Over 48 million Americans have hearing loss, with estimates of global numbers set to reach in the hundreds of millions in just a few short decades. Though hearing loss is an extremely prevalent condition, it often goes undiagnosed and untreated. Despite the high prevalence of age-related hearing loss, many adults still have hearing loss that never gets recognized, or they choose to forgo treatment options altogether. Older populations may miss the subtle changes in their hearing as they age because the onset is often gradual and slow, or possibly, they do not recognize the subtle changes they are making to compensate for their impaired hearing, such as increasing the volume on television sets or audio devices. To understand how some patients can have hearing loss without even realizing it, a study conducted by Wayne State University observed two groups of adults with and without hearing loss, had given them hearing screenings and had concluded with astounding results.

The Risks of Unrecognized Hearing Loss

Hearing loss can present serious risks for patients who do not seek treatment. Unfortunately, many struggling with hearing loss can wait up to 15 years to finally seek help. Research has shown a clear correlation between hearing loss and serious health complications such as depression, anxiety, a higher risk of suicide, and developing dementia. Communication difficulties are also common, as hearing loss causes higher rates of social isolation and a diminished quality of life.
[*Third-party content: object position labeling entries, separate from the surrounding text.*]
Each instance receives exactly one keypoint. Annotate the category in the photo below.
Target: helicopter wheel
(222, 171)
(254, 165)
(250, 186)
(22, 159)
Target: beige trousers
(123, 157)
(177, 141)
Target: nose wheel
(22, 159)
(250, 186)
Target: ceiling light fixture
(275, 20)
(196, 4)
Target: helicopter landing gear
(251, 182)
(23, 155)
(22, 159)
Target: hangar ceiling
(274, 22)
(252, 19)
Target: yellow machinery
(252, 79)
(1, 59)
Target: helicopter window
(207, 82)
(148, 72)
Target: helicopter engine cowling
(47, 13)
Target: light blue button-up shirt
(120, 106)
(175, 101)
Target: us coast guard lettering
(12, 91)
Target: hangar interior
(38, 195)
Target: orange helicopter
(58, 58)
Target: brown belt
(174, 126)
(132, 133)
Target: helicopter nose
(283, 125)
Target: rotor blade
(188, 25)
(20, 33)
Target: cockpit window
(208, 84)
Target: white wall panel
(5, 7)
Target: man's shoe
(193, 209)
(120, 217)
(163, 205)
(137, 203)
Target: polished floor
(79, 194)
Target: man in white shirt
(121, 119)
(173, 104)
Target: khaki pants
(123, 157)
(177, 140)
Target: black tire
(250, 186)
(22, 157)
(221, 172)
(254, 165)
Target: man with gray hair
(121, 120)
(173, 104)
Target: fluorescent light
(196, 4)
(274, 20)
However, a majority of hearing aid users report satisfaction with their device, expressing a better quality of life while protecting their hearing for the long term.
Hearing loss is far more dangerous when unrecognized or undiagnosed. Early identification and intervention are critical for positive long-term outcomes when treating hearing loss. According to a 2012 study by Barbara Hutchinson of North Dakota State University, “In fact, adults who delay treatment until their hearing loss is severe do not respond to interventions as well as those who initiate interventions early in the course of their hearing loss.”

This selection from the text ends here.